UX Laws is a collection of best practices that designers can consider when building user interfaces.
People judge an experience largely based on how they felt at its peak and at its end, rather than the total sum or average of every moment of the experience.
Users have a propensity to best remember the first and last items in a series.
The Von Restorff effect, also known as The Isolation Effect, predicts that when multiple similar objects are present, the one that differs from the rest is most likely to be remembered.
People remember uncompleted or interrupted tasks better than completed tasks.
Elements tend to be perceived into groups if they are sharing an area with a clearly defined boundary.
Objects that are near, or proximate to each other, tend to be grouped together.
People will perceive and interpret ambiguous or complex images as the simplest form possible, because it is the interpretation that requires the least cognitive effort of us.
The human eye tends to perceive similar elements in a design as a complete picture, shape, or group, even if those elements are separated.
Elements that are visually connected are perceived as more related than elements with no connection.
Productivity soars when a computer and its users interact at a pace (<400ms) that ensures that neither has to wait on the other.
Among competing hypotheses that predict equally well, the one with the fewest assumptions should be selected.
The Pareto principle states that, for many events, roughly 80% of the effects come from 20% of the causes.

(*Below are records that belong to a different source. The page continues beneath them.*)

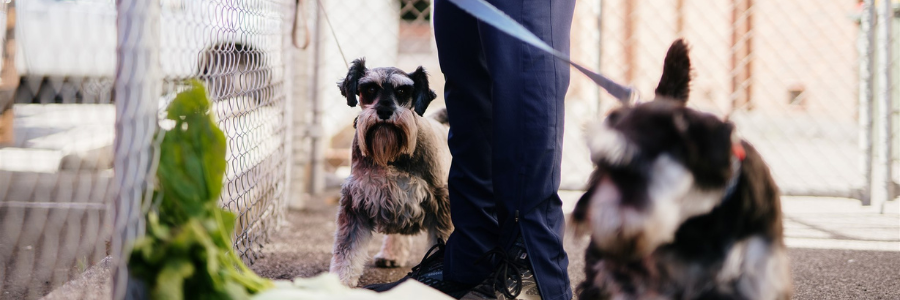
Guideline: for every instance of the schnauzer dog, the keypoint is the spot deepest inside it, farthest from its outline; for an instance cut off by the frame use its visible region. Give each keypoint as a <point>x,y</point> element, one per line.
<point>678,207</point>
<point>400,164</point>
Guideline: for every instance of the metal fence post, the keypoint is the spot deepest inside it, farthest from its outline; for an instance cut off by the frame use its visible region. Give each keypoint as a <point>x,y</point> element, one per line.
<point>866,96</point>
<point>137,92</point>
<point>884,181</point>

Be liberal in what you accept, and conservative in what you send.
Tesler’s Law, also known as The Law of Conservation of Complexity, states that for any system there is a certain amount of complexity which cannot be reduced.
Any task will inflate until all of the available time is spent.
The average person can only keep 7 (plus or minus 2) items in their working memory.
Users spend most of their time on other sites. This means that users prefer your site to work the same way as all the other sites they already know.
The time it takes to make a decision increases with the number and complexity of choices.
The tendency to approach a goal increases with proximity to the goal.
Users often perceive aesthetically pleasing design as design that’s more usable.
The time to acquire a target is a function of the distance to and size of the target.